That leaves us with the age-old question of whether or not the central bank will over-tighten us into a recession. Fed policies have prevented oil inflation from spreading throughout the economy, but they should quit raising rates while they’re ahead.
Fed bankers and their fellow travelers have just gathered for an annual confab in Jackson Hole, Wyoming. It’s a scary thought. Like a tennis player grooving a bad backhand, mistaken monetary ideas often reappear in the foothills of the beautiful Grand Teton. Alan Greenspan, in his keynote speech, referred again and again to the importance of expectations about growth and recession, inflation and deflation. But instead of deferring to the wisdom of key market-price indicators -- like gold, broad commodity indexes, and bond rates -- he talks about complicated models of something called “risk management.”
Right now, stable commodities (excluding energy), low bond rates, and a steady dollar are signaling low inflation and moderate economic growth. But Greenspan’s neglect of the commodity-price-rule approach to policy makes one wonder if he is turning a blind eye to the message of the markets.
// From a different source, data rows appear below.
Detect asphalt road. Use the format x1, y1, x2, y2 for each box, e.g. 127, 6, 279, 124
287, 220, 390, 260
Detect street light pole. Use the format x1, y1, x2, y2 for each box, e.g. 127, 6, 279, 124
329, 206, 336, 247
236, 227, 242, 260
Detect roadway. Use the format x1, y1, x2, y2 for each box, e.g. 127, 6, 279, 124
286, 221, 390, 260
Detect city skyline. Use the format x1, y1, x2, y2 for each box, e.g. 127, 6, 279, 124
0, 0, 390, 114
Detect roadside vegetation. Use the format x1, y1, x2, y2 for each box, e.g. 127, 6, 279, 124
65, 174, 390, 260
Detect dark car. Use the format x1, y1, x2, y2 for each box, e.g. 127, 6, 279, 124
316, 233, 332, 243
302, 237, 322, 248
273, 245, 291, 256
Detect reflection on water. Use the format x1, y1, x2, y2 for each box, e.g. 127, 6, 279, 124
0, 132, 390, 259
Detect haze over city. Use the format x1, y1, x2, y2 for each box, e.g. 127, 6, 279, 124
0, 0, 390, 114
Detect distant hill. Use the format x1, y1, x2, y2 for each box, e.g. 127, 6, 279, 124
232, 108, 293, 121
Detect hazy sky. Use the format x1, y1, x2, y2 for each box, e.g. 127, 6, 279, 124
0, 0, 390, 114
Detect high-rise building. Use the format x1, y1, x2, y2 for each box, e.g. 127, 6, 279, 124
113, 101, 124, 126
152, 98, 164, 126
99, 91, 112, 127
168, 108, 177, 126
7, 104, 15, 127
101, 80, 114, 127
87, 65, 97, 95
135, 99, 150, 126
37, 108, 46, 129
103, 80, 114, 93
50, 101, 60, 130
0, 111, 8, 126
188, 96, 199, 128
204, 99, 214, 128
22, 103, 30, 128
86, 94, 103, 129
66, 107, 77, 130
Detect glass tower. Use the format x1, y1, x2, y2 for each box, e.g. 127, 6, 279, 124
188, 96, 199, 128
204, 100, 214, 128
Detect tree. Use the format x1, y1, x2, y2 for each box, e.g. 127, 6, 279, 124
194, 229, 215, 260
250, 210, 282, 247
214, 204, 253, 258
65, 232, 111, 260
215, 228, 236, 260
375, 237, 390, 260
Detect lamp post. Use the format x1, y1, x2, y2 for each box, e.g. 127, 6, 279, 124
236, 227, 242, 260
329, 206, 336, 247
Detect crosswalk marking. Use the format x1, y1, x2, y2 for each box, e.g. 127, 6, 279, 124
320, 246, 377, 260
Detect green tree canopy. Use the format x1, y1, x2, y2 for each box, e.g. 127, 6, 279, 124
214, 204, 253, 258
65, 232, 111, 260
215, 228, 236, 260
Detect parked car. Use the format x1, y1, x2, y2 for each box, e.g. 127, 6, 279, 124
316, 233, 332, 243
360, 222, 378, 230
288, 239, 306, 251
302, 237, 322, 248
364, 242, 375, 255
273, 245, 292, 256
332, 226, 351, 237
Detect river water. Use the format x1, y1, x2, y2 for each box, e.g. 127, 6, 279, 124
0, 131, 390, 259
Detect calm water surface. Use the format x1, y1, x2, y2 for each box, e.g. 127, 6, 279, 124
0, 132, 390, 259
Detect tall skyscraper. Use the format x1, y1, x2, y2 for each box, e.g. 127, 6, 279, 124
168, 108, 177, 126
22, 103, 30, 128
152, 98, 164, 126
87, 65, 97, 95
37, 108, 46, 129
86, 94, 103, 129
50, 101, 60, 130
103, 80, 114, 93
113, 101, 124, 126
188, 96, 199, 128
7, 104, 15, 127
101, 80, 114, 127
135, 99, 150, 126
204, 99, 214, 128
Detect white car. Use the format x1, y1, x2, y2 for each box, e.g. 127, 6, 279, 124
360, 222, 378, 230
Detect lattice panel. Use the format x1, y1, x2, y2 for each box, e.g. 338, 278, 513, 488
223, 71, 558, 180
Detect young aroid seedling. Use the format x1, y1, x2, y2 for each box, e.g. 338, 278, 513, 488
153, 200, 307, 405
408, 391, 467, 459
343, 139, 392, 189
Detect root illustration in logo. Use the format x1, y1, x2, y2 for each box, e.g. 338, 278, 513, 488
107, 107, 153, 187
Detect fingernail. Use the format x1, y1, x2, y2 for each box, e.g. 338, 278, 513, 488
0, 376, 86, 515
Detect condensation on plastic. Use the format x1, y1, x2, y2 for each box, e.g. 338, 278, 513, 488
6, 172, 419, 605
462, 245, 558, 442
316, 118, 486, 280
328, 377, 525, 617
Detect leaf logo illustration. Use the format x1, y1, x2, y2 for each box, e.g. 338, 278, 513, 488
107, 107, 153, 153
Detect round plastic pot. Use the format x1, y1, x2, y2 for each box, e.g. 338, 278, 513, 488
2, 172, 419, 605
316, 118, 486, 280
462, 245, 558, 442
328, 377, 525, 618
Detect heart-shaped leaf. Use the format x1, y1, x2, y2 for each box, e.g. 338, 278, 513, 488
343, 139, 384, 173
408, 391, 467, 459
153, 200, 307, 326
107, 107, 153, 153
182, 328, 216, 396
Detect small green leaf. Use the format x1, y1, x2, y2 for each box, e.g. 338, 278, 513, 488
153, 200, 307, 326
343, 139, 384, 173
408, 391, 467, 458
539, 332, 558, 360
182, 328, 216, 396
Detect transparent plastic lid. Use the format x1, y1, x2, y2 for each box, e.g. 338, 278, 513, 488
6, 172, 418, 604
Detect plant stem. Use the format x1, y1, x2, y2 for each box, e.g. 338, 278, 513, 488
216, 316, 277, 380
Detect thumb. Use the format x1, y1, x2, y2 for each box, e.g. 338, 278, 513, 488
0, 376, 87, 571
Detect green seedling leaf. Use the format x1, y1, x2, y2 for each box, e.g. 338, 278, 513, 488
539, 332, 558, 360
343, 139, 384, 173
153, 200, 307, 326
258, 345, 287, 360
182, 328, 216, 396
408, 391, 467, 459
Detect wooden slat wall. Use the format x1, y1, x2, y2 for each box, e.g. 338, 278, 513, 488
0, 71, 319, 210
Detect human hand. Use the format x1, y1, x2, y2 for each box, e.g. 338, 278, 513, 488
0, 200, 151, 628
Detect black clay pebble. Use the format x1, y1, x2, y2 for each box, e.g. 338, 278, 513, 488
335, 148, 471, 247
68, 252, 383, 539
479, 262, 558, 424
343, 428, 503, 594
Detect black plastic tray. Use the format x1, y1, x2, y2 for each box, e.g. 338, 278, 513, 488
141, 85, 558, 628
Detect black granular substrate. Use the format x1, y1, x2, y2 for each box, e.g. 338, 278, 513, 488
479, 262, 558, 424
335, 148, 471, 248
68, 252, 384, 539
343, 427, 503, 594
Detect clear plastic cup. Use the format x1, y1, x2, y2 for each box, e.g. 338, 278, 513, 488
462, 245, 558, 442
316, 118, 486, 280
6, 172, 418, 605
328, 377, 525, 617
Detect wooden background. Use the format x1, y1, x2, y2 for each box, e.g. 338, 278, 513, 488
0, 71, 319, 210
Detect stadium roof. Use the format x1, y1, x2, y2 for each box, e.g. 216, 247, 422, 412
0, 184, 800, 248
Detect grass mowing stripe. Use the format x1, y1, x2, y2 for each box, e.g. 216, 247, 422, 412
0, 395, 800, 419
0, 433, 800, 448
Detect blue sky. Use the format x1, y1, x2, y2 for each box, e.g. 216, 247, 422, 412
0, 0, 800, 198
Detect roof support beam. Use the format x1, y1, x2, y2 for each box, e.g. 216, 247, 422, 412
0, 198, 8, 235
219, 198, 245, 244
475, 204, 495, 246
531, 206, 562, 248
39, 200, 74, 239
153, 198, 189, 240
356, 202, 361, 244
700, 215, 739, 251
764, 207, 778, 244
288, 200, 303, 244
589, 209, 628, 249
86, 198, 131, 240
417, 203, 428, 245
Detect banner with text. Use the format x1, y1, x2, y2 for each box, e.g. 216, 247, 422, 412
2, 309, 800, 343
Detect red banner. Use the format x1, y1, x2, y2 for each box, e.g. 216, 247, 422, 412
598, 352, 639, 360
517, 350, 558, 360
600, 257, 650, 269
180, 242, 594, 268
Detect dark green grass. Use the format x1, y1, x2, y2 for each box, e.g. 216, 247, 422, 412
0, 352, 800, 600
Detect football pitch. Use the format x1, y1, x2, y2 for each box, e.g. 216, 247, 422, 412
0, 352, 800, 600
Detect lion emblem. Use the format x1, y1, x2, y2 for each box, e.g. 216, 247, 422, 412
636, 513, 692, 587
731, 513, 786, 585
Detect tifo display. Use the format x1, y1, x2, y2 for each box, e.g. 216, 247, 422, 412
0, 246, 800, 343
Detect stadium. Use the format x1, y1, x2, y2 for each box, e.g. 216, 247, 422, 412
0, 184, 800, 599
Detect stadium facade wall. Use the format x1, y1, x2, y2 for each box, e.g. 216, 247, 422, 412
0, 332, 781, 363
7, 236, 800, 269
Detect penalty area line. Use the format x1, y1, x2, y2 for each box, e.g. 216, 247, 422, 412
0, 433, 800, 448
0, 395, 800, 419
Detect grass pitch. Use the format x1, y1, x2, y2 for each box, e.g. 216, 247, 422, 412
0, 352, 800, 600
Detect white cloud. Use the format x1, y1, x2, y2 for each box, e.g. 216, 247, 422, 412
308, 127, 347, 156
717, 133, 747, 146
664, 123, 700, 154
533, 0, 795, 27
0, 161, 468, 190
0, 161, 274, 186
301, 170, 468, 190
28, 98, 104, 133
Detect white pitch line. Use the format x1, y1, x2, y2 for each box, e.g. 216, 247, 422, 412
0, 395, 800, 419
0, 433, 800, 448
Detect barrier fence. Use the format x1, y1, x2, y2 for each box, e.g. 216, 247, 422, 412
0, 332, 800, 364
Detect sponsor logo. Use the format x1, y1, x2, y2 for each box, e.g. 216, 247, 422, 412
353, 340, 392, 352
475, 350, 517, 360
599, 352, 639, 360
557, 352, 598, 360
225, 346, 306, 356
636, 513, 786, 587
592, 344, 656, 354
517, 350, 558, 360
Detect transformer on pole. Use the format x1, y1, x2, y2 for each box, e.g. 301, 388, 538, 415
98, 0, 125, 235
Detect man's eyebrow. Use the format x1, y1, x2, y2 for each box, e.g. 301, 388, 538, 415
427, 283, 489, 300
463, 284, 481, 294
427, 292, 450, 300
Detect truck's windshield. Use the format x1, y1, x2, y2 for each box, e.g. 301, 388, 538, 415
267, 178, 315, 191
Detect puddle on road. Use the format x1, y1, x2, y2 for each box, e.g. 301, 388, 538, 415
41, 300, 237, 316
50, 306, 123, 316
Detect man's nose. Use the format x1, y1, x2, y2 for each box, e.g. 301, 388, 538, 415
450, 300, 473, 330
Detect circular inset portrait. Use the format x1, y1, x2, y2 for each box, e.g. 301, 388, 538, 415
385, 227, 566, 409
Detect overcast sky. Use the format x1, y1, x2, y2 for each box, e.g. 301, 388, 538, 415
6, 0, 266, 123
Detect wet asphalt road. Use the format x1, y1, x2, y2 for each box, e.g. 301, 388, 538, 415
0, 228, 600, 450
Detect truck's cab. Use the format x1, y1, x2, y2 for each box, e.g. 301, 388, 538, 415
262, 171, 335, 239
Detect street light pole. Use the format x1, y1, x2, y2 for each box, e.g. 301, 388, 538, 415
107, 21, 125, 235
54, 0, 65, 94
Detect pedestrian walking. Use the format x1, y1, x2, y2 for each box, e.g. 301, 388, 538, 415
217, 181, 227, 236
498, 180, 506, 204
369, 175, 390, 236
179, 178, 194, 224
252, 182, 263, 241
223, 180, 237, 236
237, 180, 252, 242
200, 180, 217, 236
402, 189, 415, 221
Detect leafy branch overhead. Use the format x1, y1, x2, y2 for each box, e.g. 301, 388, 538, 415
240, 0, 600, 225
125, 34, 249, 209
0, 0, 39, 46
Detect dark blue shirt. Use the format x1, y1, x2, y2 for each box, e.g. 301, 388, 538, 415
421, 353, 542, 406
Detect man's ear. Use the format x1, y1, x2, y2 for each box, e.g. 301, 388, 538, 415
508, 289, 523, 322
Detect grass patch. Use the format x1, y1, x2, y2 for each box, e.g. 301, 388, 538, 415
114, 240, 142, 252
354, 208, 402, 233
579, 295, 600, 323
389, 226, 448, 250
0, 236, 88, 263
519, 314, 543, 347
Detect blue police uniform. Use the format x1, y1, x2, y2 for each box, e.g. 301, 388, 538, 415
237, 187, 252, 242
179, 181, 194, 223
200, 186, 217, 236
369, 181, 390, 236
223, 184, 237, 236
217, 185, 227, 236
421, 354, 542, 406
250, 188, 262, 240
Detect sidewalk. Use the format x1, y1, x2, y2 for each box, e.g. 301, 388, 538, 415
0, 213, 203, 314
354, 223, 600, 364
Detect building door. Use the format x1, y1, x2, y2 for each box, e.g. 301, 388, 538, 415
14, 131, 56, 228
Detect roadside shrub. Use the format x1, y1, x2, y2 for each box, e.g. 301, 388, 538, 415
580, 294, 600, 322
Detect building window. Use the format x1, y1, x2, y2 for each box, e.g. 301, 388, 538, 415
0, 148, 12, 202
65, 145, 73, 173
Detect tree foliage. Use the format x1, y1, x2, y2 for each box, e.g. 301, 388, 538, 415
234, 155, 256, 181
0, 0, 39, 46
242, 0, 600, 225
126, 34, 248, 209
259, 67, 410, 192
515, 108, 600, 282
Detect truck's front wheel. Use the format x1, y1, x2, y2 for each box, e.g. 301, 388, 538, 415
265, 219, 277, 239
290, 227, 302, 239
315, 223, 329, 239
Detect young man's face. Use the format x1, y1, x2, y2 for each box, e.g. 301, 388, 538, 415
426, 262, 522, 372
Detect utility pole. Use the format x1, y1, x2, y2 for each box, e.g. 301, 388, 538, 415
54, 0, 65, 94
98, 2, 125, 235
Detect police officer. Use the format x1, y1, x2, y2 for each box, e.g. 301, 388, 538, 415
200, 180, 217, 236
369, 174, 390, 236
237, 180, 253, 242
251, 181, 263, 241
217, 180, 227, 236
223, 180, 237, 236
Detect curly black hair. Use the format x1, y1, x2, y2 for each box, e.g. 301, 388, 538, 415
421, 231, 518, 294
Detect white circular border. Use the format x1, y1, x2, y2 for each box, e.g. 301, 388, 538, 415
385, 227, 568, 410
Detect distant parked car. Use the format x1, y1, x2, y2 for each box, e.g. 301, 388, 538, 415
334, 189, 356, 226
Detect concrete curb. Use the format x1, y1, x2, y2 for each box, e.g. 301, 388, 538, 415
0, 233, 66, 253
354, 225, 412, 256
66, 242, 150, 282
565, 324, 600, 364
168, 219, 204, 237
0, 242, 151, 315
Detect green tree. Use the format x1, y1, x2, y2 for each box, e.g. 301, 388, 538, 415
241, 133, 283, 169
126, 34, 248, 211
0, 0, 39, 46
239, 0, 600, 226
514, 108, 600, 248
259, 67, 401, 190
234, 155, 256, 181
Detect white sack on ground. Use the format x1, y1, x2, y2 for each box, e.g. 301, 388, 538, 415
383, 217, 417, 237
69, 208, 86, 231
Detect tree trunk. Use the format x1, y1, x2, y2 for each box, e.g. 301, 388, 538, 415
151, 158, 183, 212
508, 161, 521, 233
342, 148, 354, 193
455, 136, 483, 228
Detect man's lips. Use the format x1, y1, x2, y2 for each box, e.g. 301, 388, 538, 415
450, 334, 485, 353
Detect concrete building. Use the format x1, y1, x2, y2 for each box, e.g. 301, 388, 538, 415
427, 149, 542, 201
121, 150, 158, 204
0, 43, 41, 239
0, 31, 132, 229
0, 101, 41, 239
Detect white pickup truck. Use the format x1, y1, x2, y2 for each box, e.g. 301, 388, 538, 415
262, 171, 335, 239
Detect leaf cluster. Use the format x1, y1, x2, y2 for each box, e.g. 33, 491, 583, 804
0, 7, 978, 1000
After all we have learned about the failure of central planning in the last century, are intelligent people today willing to accept the notion that government banks are smarter than markets? Or must the prudent investor worry that the Fed will overreact to home prices and energy costs by once again draining too much money out of the economy and smothering the growth effects of supply-side tax cuts? Are any of the Fed bigwigs in Jackson Hole watching the market price-rule indicators? Do they understand the teachings of Milton Friedman and Frederich Hayek -- that markets, which contain more information than economic models, are the best judges of economic “risk management”?
Respondents to a recent CNBC poll sizing up the leading candidates to succeed Greenspan next year chose “other” by a wide margin. This particular segment of the investor class is trying to signal the White House that a truly market-driven monetary policy is the surest way to preserve low-inflationary prosperity. Is the White House listening?